Data were analyzed with Prism 7 software (GraphPad Software). In all graphs, three asterisks indicate a P value of <0.001, two asterisks indicate a P value of <0.01, one asterisk indicates a P value of <0.05, and ns indicates not significant (P > 0.05) as determined by Mann-Whitney test, one-way analysis of variance (ANOVA) or Kruskal-Wallis test, or two-way ANOVA with Tukey’s multiple-comparison test, as specified in the relevant figure legends.  Differences in beta-diversity were determined using Permutational Multivariate Analysis of Variance (ADONIS).

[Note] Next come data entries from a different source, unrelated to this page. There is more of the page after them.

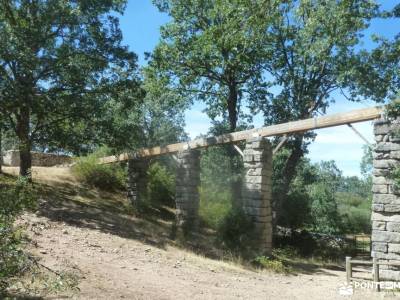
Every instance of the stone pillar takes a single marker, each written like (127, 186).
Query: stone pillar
(187, 189)
(137, 181)
(257, 191)
(385, 217)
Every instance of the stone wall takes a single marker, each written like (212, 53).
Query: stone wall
(187, 189)
(386, 199)
(257, 191)
(39, 159)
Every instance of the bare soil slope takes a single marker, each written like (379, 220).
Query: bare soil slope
(118, 256)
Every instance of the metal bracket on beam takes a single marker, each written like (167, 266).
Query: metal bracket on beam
(237, 148)
(281, 143)
(360, 135)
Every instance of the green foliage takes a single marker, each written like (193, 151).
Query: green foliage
(322, 200)
(271, 264)
(234, 232)
(213, 50)
(103, 176)
(324, 209)
(73, 75)
(215, 206)
(15, 197)
(161, 185)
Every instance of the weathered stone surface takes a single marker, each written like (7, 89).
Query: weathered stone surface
(392, 208)
(385, 236)
(187, 189)
(380, 247)
(386, 201)
(385, 164)
(381, 180)
(386, 198)
(380, 188)
(393, 226)
(379, 225)
(256, 191)
(394, 248)
(378, 207)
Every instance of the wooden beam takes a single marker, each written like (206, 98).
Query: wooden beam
(282, 141)
(354, 116)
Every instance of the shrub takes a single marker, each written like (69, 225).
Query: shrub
(161, 185)
(14, 198)
(103, 176)
(234, 232)
(214, 206)
(272, 264)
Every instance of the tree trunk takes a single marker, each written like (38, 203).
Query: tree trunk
(236, 186)
(1, 149)
(23, 128)
(232, 107)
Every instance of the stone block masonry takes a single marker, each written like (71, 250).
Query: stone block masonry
(187, 189)
(386, 198)
(137, 181)
(257, 191)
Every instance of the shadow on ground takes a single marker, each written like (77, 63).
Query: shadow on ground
(110, 212)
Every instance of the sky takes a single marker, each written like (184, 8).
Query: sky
(140, 26)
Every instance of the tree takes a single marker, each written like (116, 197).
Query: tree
(378, 71)
(61, 62)
(312, 48)
(214, 52)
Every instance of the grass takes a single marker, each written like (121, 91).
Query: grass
(108, 177)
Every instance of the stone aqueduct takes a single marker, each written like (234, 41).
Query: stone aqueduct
(257, 180)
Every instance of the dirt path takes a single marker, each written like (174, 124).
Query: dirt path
(121, 257)
(113, 267)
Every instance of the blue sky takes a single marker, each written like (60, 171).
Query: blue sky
(140, 26)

Data and materials availability

The data from this study are tabulated in the main paper and supplementary materials. All reagents are available from M.T.B. under a material transfer agreement with Washington University. Sequencing data have been uploaded to the European Nucleotide Archive (accession no. PRJEB42341).

Acknowledgments

We acknowledge the Washington University Gnotobiotic Core Facility for assistance with germ-free mouse generation and recolonization services, as well as the Washington University Transgenic, Knockout and Micro-Injection Core for assistance with generation of mouse embryos. We also acknowledge the Pulmonary Morphology Core for assistance with lung histology and the Washington University Center for Cellular Imaging for assistance with microscopy.

Disclosure statement

No potential conflict of interest was reported by the author(s).

Supplementary material

Supplemental data for this article can be accessed here.

Additional information

Funding

This study was supported by NIH grants [R01 AI127552], [R01 AI139314], [R01 AI141478] (M.T.B.), [T32 HG000045] (D.L.) and [R00 AI141683] (S.L.), National Natural Science Foundation of China (NSFC) [32070745] (Q.L.), National Laboratory of Biomacromolecules [2020kf01], [2021kf09] (Q.L.), a Children’s Discovery Institute of Washington University and St. Louis Children’s Hospital Interdisciplinary Research Initiative grant [MI-II-2019-790] and the Pew Biomedical Scholars Program (M.T.B.).